Learning a Network Digital Twin as a Hybrid System
Christos Mavridis, Fernando S. Barbosa, Hamed Farhadi, Karl H. Johansson
TL;DR
The paper tackles the challenge of modeling dynamic multi-cell wireless networks with network digital twins (NDTs) by introducing a hybrid NDT whose modes align with base stations and workspace regions. It develops an online deterministic annealing (ODA) based, prototype-driven learning framework to identify and continuously refine the hybrid NDT, including event-trigger mechanisms for time-dependent drift and cell-specific changes. Empirical results on a real two-cell 5G testbed show faster convergence, lower data usage, and robust adaptation to network changes and transient malfunctions compared to a neural-network baseline. The proposed approach enhances the practicality of NDTs for 6G network management and lays groundwork for integration with communication-aware motion planning, offering a scalable and explainable digital twin paradigm.
Abstract
Network digital twin (NDT) models are virtual models that replicate the behavior of physical communication networks and are considered a key technology component to enable novel features and capabilities in future 6G networks. In this work, we focus on NDTs that model the communication quality properties of a multi-cell, dynamically changing wireless network over a workspace populated with multiple moving users. We propose an NDT modeled as a hybrid system, where each mode corresponds to a different base station and comprises sub-modes that correspond to areas of the workspace with similar network characteristics.

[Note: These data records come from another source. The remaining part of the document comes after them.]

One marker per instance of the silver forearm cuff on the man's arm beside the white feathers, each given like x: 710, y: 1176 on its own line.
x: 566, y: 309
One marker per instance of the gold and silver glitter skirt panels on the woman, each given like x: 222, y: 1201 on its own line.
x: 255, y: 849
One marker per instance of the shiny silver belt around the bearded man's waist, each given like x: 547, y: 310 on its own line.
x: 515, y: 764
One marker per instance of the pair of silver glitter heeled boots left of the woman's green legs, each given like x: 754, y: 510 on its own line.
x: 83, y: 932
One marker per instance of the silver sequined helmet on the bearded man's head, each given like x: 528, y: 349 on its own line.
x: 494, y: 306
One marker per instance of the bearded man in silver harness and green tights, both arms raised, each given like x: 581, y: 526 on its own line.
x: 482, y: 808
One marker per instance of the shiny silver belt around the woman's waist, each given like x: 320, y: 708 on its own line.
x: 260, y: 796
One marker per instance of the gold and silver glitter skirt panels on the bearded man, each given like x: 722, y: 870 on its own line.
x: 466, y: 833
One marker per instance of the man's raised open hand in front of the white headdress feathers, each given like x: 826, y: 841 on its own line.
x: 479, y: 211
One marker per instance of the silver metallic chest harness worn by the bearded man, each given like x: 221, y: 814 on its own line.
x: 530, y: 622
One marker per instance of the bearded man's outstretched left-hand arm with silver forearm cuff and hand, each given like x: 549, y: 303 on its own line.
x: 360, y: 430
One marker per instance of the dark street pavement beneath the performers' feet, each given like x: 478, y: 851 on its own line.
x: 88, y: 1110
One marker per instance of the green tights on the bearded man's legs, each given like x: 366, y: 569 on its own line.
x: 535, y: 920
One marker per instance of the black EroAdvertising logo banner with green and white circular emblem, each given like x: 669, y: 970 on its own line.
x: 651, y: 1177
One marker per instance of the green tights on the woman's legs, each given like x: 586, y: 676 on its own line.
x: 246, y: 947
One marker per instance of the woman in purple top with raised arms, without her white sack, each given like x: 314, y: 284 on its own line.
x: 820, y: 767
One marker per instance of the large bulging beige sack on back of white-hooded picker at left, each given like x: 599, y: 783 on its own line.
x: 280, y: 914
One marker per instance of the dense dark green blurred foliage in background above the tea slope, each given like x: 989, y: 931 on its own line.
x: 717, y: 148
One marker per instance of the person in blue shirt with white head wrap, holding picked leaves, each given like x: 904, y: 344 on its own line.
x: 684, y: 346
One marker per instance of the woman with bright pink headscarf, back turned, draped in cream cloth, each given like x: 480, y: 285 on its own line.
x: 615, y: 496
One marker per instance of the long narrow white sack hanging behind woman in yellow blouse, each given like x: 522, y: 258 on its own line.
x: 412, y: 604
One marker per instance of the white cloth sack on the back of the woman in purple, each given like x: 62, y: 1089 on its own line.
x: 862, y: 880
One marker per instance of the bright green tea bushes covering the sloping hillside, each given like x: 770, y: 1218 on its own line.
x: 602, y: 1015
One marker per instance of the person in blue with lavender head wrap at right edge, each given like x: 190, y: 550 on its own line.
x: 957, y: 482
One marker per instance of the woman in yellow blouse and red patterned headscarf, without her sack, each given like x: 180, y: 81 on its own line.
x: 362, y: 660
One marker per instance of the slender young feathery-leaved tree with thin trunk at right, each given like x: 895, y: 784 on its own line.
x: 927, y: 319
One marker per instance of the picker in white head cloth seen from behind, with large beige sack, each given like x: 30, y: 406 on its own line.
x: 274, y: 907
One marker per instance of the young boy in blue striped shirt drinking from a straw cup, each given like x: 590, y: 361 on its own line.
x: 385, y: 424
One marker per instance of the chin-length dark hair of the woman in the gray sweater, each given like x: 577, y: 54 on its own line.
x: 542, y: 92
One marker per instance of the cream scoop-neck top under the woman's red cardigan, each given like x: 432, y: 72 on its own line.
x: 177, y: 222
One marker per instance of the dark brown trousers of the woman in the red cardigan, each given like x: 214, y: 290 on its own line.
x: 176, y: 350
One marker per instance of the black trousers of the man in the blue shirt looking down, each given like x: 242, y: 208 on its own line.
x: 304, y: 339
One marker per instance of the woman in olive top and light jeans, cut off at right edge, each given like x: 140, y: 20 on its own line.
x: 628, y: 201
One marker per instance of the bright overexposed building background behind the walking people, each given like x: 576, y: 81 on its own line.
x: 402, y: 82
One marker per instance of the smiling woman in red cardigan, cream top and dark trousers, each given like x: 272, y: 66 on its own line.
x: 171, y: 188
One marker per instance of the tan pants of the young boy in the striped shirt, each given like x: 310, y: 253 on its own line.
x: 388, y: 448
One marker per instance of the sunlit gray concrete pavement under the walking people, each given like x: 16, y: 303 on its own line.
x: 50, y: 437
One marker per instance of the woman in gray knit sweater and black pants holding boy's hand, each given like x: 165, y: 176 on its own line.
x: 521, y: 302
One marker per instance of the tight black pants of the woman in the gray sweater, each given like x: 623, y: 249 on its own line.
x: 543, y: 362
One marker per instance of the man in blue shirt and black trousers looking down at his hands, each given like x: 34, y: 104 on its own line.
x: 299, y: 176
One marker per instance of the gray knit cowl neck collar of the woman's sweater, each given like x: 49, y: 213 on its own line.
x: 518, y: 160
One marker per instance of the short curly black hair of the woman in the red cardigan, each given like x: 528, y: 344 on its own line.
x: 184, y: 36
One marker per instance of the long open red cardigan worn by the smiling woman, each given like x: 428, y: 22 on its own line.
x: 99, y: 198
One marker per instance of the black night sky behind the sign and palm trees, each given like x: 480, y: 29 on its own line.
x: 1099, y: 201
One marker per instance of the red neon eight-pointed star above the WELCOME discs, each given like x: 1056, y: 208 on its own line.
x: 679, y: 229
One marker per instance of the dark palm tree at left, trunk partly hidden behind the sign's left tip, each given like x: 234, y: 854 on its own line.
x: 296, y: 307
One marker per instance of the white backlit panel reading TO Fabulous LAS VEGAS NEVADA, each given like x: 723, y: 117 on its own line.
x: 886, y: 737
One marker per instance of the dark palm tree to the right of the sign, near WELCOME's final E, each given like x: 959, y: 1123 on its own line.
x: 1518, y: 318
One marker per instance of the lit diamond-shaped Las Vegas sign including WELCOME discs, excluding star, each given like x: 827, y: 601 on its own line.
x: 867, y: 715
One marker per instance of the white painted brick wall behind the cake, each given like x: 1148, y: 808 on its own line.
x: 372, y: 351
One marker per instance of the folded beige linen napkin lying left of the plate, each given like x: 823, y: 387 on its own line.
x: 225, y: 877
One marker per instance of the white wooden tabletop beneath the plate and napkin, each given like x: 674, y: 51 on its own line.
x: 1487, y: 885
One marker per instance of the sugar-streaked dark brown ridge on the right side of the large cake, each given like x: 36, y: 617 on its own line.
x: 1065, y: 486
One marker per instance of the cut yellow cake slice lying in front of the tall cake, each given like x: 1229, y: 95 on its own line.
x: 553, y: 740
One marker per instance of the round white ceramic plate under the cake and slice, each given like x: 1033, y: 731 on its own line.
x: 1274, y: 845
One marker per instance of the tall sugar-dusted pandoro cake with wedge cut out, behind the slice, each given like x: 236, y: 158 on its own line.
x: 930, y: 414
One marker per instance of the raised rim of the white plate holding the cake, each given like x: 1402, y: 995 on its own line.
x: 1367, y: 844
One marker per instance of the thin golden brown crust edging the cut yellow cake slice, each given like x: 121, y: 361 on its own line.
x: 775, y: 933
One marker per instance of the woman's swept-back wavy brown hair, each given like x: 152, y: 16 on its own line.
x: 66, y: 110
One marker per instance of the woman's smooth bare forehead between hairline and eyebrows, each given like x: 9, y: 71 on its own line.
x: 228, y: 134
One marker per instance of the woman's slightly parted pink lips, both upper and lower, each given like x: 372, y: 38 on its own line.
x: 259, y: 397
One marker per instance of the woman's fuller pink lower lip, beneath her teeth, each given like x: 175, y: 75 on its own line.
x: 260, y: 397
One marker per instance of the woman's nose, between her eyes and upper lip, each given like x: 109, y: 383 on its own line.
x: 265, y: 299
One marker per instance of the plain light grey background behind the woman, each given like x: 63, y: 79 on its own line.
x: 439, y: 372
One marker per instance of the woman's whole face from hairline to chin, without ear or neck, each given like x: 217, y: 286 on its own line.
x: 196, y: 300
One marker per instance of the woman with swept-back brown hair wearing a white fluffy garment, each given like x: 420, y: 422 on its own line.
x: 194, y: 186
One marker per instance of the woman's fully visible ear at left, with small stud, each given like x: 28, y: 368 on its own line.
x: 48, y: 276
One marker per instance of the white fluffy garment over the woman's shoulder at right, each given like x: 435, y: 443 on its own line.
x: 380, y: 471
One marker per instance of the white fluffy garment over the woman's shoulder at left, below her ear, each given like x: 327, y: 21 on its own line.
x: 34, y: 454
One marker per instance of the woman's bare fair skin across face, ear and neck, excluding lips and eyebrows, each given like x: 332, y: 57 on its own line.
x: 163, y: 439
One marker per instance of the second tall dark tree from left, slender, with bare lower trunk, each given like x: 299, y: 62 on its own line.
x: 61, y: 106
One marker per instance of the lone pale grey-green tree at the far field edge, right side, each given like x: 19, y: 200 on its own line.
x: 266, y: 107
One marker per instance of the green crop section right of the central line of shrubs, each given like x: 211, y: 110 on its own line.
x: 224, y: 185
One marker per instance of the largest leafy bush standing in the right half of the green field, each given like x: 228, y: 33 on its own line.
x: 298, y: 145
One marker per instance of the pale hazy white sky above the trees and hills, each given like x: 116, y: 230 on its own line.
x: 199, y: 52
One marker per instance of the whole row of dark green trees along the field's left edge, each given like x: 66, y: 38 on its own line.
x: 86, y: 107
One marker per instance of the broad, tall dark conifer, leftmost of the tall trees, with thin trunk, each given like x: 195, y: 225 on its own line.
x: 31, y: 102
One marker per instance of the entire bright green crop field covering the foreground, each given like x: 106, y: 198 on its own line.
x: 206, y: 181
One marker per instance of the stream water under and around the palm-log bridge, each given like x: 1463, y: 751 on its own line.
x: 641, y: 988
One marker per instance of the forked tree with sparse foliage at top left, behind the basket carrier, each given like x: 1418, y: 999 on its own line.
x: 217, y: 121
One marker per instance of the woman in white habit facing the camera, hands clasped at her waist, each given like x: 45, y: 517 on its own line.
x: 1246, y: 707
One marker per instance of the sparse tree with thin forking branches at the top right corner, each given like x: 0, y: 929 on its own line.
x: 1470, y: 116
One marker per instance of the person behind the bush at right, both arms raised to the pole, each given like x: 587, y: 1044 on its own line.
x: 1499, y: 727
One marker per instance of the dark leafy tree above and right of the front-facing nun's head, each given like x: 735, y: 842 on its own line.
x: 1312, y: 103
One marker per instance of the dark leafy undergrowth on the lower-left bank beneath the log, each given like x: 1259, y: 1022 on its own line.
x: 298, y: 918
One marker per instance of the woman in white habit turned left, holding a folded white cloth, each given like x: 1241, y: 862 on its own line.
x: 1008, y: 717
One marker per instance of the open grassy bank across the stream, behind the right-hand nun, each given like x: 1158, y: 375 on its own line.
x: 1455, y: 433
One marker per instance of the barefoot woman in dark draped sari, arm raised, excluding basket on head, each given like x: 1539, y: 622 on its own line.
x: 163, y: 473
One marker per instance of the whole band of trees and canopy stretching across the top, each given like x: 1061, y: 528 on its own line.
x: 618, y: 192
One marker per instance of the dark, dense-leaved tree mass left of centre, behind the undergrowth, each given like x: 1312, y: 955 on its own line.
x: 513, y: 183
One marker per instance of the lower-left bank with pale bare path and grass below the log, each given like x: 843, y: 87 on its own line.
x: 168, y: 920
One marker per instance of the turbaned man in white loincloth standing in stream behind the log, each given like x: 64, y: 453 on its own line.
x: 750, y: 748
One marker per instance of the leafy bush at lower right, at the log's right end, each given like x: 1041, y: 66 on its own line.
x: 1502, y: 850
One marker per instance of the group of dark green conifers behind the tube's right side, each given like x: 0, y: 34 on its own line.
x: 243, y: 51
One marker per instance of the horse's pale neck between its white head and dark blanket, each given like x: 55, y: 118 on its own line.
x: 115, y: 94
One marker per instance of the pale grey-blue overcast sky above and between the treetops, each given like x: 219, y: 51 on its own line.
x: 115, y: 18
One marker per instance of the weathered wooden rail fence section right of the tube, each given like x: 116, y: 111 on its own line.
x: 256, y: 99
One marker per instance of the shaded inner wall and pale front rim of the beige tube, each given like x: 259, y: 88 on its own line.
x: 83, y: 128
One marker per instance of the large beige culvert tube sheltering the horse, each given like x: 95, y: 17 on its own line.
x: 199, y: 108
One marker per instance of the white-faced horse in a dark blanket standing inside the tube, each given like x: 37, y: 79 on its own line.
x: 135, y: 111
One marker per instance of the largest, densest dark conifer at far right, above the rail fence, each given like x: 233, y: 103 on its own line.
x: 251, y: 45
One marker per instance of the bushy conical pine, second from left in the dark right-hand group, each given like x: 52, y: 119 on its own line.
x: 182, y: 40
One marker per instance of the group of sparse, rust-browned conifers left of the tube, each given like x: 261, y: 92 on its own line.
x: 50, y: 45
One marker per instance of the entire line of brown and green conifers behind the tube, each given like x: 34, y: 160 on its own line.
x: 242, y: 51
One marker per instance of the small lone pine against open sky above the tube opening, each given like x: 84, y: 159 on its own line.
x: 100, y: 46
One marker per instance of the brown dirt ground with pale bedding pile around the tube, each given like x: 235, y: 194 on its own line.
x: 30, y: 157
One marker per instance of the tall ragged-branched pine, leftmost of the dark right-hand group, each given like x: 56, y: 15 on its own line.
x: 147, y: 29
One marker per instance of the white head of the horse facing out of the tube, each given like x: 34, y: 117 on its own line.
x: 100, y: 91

The proposed hybrid NDT is identified and continuously improved through an annealing optimization-based learning algorithm, driven by online data measurements collected by the users. The advantages of the proposed hybrid NDT are studied with respect to memory and computational efficiency, data consumption, and the ability to timely adapt to network changes. Finally, we validate the proposed methodology on real experimental data collected from a two-cell 5G testbed.